Even national Islamist organizations, loathe to acknowledge the very existence of Islamic extremism, admitted in December that they need to do more to combat radicalization among young Muslim Americans.
The Duke/North Carolina study, funded by the Justice Department's National Institute of Justice, identifies 139 people linked to terrorist violence since 2001, an average of 17 people a year. But during the past 14 months, 20 young Somalis disappeared from the Minneapolis area and are thought to have gone to East Africa to join the jihad there. Five D.C.-area college students were arrested in Pakistan last month as they tried to join the jihad against American troops in Afghanistan.
Jihad, group leader Ramy Zamzam explained outside a courtroom last week, is not terrorism.
Like the Zamzam group, most of the cases included in the study involve terrorist plots outside the United States.
For example, David Headley is charged with plotting to attack the Danish newspaper Jyllands-Posten and with helping the Mumbai plotters by scouting possible targets.
The report devotes a page to the North Carolina jihad plot, emphasizing the group's desire to wage jihad abroad. But it fails to mention that Daniel Patrick Boyd is accused of scouting the Marine base at Quantico for a possible attack and that he and defendant Hysen Sherifi were charged in September with plotting to kill American soldiers.
And the data doesn't count cases involving terrorist financing, listing them as "exclusively non-violent activities . . . because, in our view, individuals have not fully radicalized unless they are willing and have taken steps toward violent action to further their radical views."
It is simply bad social science to view the phenomenon of terrorism as isolated from all other factors and activities besides violent acts. Terrorist acts are at the tail end of a process of radicalization through which an individual comes to believe in the necessity of radical action through interactive social processes often fostered and guided by Islamist movements.
Violent Islamist movements do not just blow things up. They produce propaganda, raise funds, engage in dawah and educational efforts, and often provide services to their constituency. All of these efforts are an interrelated part of a whole and cannot be separated.
We should expect better from a research team that prominently features a sociologist.
The emphasis on the number of people prosecuted diminishes significance of the threat of terrorism because plots were interdicted before they had a chance to succeed. If even a few of them had been successful, the death toll could have reached into the thousands. It's a fundamental weakness of the argument to argue this threat is exaggerated.
Their definition ignores the radical dogma that goes along with "nonviolent activities" and the often-used Quranic solicitation that those who finance jihadists are blessed the same as if they participated.
It also buys in to the "covenant of security" understanding many Britons now regret. In essence, radical groups were tolerated as long as their violence did not target the United Kingdom.
The report also seems plagued by other arbitrary standards.
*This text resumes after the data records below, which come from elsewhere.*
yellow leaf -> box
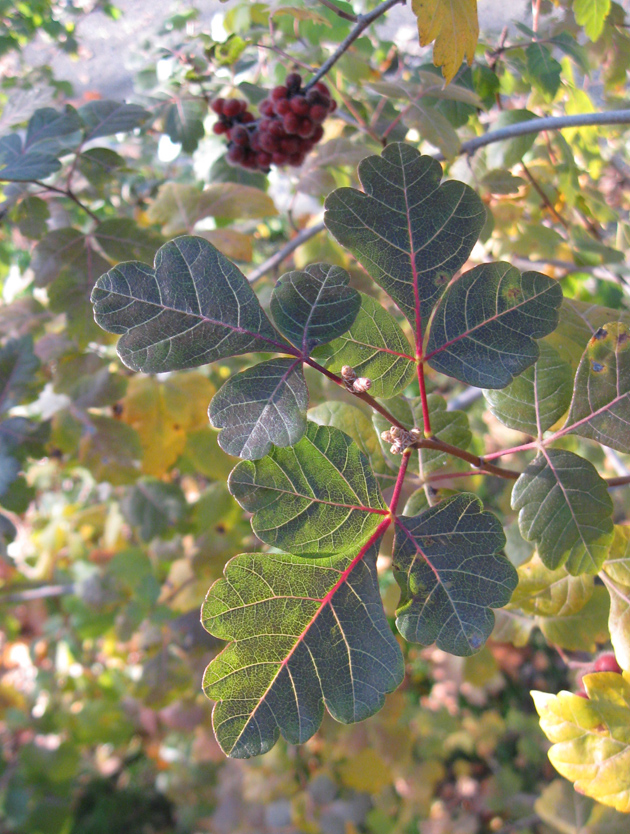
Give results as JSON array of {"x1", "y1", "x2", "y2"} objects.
[
  {"x1": 339, "y1": 747, "x2": 392, "y2": 794},
  {"x1": 411, "y1": 0, "x2": 479, "y2": 84},
  {"x1": 122, "y1": 372, "x2": 215, "y2": 478},
  {"x1": 532, "y1": 672, "x2": 630, "y2": 814}
]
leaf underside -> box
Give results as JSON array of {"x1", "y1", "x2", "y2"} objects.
[
  {"x1": 92, "y1": 236, "x2": 292, "y2": 373},
  {"x1": 208, "y1": 359, "x2": 308, "y2": 460},
  {"x1": 393, "y1": 493, "x2": 518, "y2": 656},
  {"x1": 512, "y1": 449, "x2": 613, "y2": 576},
  {"x1": 202, "y1": 542, "x2": 404, "y2": 758}
]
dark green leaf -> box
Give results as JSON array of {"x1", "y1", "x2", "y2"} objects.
[
  {"x1": 393, "y1": 493, "x2": 518, "y2": 656},
  {"x1": 121, "y1": 478, "x2": 188, "y2": 541},
  {"x1": 201, "y1": 537, "x2": 404, "y2": 758},
  {"x1": 79, "y1": 100, "x2": 151, "y2": 142},
  {"x1": 563, "y1": 322, "x2": 630, "y2": 452},
  {"x1": 24, "y1": 105, "x2": 81, "y2": 156},
  {"x1": 314, "y1": 293, "x2": 415, "y2": 399},
  {"x1": 208, "y1": 359, "x2": 308, "y2": 460},
  {"x1": 484, "y1": 341, "x2": 573, "y2": 437},
  {"x1": 228, "y1": 423, "x2": 387, "y2": 557},
  {"x1": 92, "y1": 236, "x2": 291, "y2": 373},
  {"x1": 77, "y1": 148, "x2": 125, "y2": 188},
  {"x1": 525, "y1": 42, "x2": 562, "y2": 98},
  {"x1": 425, "y1": 263, "x2": 562, "y2": 388},
  {"x1": 271, "y1": 264, "x2": 361, "y2": 356},
  {"x1": 324, "y1": 143, "x2": 486, "y2": 334},
  {"x1": 164, "y1": 99, "x2": 208, "y2": 153},
  {"x1": 0, "y1": 336, "x2": 39, "y2": 413},
  {"x1": 512, "y1": 449, "x2": 613, "y2": 576}
]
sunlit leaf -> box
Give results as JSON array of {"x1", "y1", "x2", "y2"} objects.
[
  {"x1": 208, "y1": 359, "x2": 308, "y2": 460},
  {"x1": 512, "y1": 449, "x2": 613, "y2": 576},
  {"x1": 411, "y1": 0, "x2": 479, "y2": 83},
  {"x1": 324, "y1": 143, "x2": 486, "y2": 342},
  {"x1": 392, "y1": 493, "x2": 517, "y2": 656},
  {"x1": 92, "y1": 237, "x2": 290, "y2": 373},
  {"x1": 565, "y1": 322, "x2": 630, "y2": 452},
  {"x1": 271, "y1": 264, "x2": 361, "y2": 355},
  {"x1": 573, "y1": 0, "x2": 610, "y2": 41},
  {"x1": 532, "y1": 672, "x2": 630, "y2": 814},
  {"x1": 484, "y1": 341, "x2": 573, "y2": 437},
  {"x1": 121, "y1": 372, "x2": 215, "y2": 477},
  {"x1": 426, "y1": 263, "x2": 562, "y2": 388},
  {"x1": 229, "y1": 423, "x2": 387, "y2": 557},
  {"x1": 201, "y1": 532, "x2": 404, "y2": 758}
]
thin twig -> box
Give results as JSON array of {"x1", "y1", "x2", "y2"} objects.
[
  {"x1": 434, "y1": 110, "x2": 630, "y2": 160},
  {"x1": 319, "y1": 0, "x2": 359, "y2": 23},
  {"x1": 247, "y1": 221, "x2": 326, "y2": 284},
  {"x1": 29, "y1": 177, "x2": 101, "y2": 223},
  {"x1": 305, "y1": 0, "x2": 404, "y2": 90}
]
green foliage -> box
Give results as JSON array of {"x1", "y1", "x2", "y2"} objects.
[{"x1": 0, "y1": 0, "x2": 630, "y2": 834}]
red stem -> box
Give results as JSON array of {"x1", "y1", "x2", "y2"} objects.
[{"x1": 389, "y1": 449, "x2": 411, "y2": 518}]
The research team interviewed 120 people in four mid-sized U.S. communities. It found that Muslim communities do a good job of self-policing against radical elements and that "Muslim-American organizations and leaders have consistently condemned terrorist violence here and abroad since 9/11, arguing that such violence is strictly condemned by Islam."
It isn't clear how those subjects were chosen or whether the researchers sought out contrary points of view. They are not difficult to find.
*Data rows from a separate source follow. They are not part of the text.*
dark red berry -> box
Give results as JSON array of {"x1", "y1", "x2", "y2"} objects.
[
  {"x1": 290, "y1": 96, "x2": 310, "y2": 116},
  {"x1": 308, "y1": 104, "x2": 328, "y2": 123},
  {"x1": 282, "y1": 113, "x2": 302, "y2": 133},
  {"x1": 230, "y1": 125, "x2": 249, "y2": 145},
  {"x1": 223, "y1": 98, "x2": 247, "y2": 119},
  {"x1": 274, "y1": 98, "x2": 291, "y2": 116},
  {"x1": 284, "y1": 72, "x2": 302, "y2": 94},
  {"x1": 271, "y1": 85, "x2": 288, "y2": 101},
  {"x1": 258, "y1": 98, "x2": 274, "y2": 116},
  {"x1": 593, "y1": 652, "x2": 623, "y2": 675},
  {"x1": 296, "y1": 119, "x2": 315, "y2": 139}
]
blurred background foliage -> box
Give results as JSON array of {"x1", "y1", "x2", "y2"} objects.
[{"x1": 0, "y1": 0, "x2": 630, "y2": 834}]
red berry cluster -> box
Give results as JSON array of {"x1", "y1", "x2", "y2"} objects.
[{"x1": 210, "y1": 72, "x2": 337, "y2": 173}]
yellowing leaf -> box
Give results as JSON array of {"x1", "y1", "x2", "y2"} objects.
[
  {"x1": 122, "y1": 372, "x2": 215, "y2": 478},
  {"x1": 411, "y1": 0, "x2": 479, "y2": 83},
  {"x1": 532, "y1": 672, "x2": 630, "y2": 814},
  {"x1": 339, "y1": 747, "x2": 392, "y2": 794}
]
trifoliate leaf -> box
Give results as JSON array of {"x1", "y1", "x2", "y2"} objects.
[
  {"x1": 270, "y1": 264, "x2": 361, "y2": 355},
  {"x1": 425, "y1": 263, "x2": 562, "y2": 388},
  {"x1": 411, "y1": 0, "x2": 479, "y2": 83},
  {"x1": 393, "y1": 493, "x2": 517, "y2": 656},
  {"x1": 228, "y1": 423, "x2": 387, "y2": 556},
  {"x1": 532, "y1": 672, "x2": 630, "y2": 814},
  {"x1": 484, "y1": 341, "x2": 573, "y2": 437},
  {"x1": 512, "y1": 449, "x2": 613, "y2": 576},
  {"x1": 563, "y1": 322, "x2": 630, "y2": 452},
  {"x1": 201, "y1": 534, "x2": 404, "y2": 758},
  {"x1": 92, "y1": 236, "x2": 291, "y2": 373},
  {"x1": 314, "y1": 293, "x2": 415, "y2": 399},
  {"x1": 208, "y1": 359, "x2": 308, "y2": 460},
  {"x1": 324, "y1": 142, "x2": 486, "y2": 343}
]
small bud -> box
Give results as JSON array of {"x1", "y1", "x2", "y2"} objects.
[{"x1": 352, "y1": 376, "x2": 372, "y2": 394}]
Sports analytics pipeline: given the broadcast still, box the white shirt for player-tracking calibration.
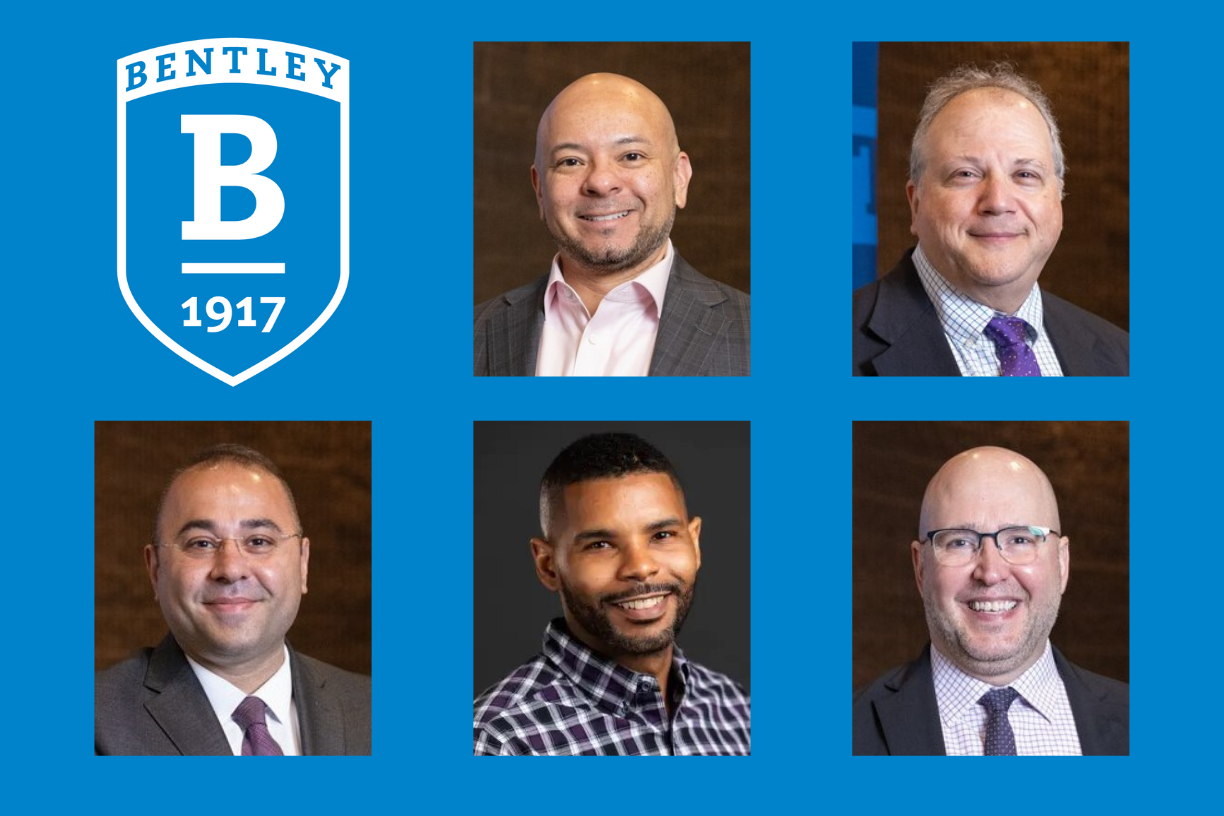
[930,641,1083,756]
[913,243,1062,377]
[536,241,676,377]
[187,646,302,756]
Writer Tarek Fatah, founder of the Muslim Canadian Congress, sees American Muslim leadership as a part of the problem more than as part of the solution. In the wake of the Zamzam arrests in Pakistan, Fatah noted the radical ties of those expressing concern and making vows to combat the extremist trend. "[T]he leaders of the American Mosque establishment have still not yet recognized that their rhetoric no longer works and that most Americans can see through their tired old cliches about 'peace' and 'love'."
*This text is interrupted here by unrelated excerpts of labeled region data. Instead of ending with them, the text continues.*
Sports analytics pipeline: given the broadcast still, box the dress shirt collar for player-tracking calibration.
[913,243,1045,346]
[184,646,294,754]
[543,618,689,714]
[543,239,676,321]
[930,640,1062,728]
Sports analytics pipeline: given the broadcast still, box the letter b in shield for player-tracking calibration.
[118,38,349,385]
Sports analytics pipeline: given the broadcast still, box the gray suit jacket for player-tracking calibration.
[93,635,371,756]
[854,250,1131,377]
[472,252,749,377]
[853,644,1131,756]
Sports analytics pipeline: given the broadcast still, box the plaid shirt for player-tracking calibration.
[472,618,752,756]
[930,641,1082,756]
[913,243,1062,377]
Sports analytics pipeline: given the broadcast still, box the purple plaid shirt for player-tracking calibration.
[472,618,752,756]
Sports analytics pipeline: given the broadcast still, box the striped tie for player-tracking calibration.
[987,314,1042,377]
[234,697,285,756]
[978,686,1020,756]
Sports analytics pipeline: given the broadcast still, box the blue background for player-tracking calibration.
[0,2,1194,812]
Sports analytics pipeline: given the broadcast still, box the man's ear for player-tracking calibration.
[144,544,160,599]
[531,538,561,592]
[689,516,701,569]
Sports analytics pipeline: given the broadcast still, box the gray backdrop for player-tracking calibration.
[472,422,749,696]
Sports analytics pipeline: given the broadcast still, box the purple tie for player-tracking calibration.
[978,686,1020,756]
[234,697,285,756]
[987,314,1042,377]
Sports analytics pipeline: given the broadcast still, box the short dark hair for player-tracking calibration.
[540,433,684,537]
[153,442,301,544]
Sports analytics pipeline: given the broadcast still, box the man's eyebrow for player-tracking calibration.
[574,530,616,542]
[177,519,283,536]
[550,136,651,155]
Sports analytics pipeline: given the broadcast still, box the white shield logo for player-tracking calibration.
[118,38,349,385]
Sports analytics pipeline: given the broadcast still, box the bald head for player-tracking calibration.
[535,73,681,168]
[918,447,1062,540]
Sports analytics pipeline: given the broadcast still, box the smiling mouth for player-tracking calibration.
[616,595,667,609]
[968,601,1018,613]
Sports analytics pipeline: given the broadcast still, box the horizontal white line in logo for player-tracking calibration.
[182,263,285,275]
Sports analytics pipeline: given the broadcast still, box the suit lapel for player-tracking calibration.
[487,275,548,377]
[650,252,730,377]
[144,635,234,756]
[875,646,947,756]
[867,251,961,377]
After the Fort Hood massacre, journalist Asra Nomani described Hasan's slaughter as "a cautionary tale to all Muslim communities about the consequences when we fail to win the war of ideas in the Muslim world with moderate interpretation of Islam over rigid, literal interpretations."
She interviewed a man who attended the same Maryland mosque as Hasan and debated theology with him. Hasan espoused clearly radical views and a literal interpretation of the Quran.
"No one in the mosque responded with concerns about Hasan's extremist views," Nomani wrote. But they did object when his interlocutor handed out a newspaper article about an Afghan suicide bomber who accidentally killed his mother and other family members. An angry mosque member accused him of creating a "fitna," or division, in the community.
Nomani met with the same anger when she tried to change her mosque's policy of segregating women from men during prayer.
The report credits the Islamic Society of North American, Islamic Circle of North America and the Council on American-Islamic Relations and the Muslim American Society, but makes no mention of their well-documented radical ties and the counterproductive ideologies they espouse.
These organizations have a history of reacting defensively, of crying entrapment when informants help expose plots before they turn violent and even impeding law enforcement investigations. That fact is not analyzed in the report, which casts the groups as a part of the solution.